Que seria de mim, se o Estado não me avisasse de que vai chover, em Outubro, durante 48 horas?
Que seria de mim se não fosse advertido da ventania? Seria, desafortunado e alado, subitamente arrastado para o inferno da ionosfera pela velocidade maluca do ar?
Fui, aterrorizado, ao IPMA, para ficar inteirado da tormenta de que ia ser vítima. Ei-la, em toda a sua violência:
Na sua máxima pressa, o vento vai soprar a 25 quilómetros por hora. Meu Deus, o horror. O perigo. A urgência. Vou já pregar tábuas nas janelas.

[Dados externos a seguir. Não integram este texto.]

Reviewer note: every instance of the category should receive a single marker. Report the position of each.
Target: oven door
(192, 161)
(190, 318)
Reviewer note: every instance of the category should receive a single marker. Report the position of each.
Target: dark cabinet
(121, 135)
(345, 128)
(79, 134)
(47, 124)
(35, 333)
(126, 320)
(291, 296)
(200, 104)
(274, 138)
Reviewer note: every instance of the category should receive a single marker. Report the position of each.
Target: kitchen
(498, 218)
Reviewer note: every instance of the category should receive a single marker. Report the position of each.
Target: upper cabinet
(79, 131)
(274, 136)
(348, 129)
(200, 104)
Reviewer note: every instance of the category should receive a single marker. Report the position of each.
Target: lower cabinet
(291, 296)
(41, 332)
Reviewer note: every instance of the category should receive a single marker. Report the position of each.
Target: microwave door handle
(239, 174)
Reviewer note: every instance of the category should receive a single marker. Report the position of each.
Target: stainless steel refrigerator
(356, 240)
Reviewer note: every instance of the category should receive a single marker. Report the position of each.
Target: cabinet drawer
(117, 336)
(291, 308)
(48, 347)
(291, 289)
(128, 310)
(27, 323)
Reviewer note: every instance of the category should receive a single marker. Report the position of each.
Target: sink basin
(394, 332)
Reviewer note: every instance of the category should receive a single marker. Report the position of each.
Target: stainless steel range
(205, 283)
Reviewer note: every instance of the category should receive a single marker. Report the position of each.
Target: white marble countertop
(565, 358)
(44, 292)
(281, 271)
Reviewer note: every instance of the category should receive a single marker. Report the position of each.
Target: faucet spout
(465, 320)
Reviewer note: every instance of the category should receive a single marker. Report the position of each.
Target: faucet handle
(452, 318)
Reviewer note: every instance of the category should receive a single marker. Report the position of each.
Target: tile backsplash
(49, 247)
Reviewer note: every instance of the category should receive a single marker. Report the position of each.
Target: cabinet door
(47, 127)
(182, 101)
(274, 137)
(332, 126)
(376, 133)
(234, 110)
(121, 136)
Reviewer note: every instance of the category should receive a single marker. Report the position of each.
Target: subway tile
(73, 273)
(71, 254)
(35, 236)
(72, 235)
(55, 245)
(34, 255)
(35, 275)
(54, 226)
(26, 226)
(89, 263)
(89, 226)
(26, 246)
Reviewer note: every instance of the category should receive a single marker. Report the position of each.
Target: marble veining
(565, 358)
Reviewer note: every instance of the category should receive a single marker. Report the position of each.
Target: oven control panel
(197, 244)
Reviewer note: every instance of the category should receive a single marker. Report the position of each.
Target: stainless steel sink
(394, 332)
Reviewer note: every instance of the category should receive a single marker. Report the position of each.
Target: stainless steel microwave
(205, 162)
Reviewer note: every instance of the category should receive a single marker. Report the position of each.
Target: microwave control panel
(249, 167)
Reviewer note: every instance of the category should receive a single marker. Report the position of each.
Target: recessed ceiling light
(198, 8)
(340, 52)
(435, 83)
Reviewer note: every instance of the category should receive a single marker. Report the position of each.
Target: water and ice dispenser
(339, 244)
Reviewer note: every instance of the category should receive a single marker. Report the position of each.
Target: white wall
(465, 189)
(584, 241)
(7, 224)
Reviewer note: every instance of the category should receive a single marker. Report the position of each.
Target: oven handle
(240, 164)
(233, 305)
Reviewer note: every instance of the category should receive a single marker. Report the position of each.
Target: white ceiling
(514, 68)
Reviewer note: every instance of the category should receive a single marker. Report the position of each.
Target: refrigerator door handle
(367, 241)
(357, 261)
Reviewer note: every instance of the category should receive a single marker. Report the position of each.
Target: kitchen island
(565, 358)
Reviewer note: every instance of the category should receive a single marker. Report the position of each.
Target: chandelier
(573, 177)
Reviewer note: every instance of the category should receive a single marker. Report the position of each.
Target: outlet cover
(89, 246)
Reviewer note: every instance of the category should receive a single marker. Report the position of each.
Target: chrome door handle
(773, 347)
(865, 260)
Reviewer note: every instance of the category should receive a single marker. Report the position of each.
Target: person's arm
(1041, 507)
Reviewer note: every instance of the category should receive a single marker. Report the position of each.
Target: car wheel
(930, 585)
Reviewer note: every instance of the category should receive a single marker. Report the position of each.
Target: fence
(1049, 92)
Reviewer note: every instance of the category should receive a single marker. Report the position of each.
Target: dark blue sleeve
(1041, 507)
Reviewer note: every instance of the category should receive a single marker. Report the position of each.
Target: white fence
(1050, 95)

Obrigado, Estado, porque eu, que não sei usar um chapéu, uma gabardina ou um par de galochas, seria completamente afogado pela furiosa precipitação, e vertiginosamente atirado para fora de órbita pela ventania homérica. De facto, a gravidade dessa ocorrência é inimaginável para mim, cidadão sem imaginação apocalíptica.
Eu que, só por milagre, consegui sobreviver, solitário e desavisado, aos cinquenta invernos em que a Protecção Civil desconhecia o meu número de telefone, morreria, naufragado ou projectado, pela tempestade que não é mas podia ser.
Ainda assim, às três da manhã corro o risco impensável, cometo a irresponsabilidade terminal, a desobediência criminosa de levar a cadela à rua. Não sopra uma brisa. A meio caminho, chuvisca. Mas apesar de tudo, sobrevivemos ao temperamento irascível dos elementos, num passeio insano de 40 minutos.
Estou cansado mas não consigo sequer pensar em deitar-me. Vivo num terceiro andar e não quero ser apanhado a dormir, quando as águas subirem.
Agradeço ao Estado o cuidado que tem comigo (é como um pai para mim). Nas próximas eleições vou votar no senhor Montenegro. De tão grato que lhe estou.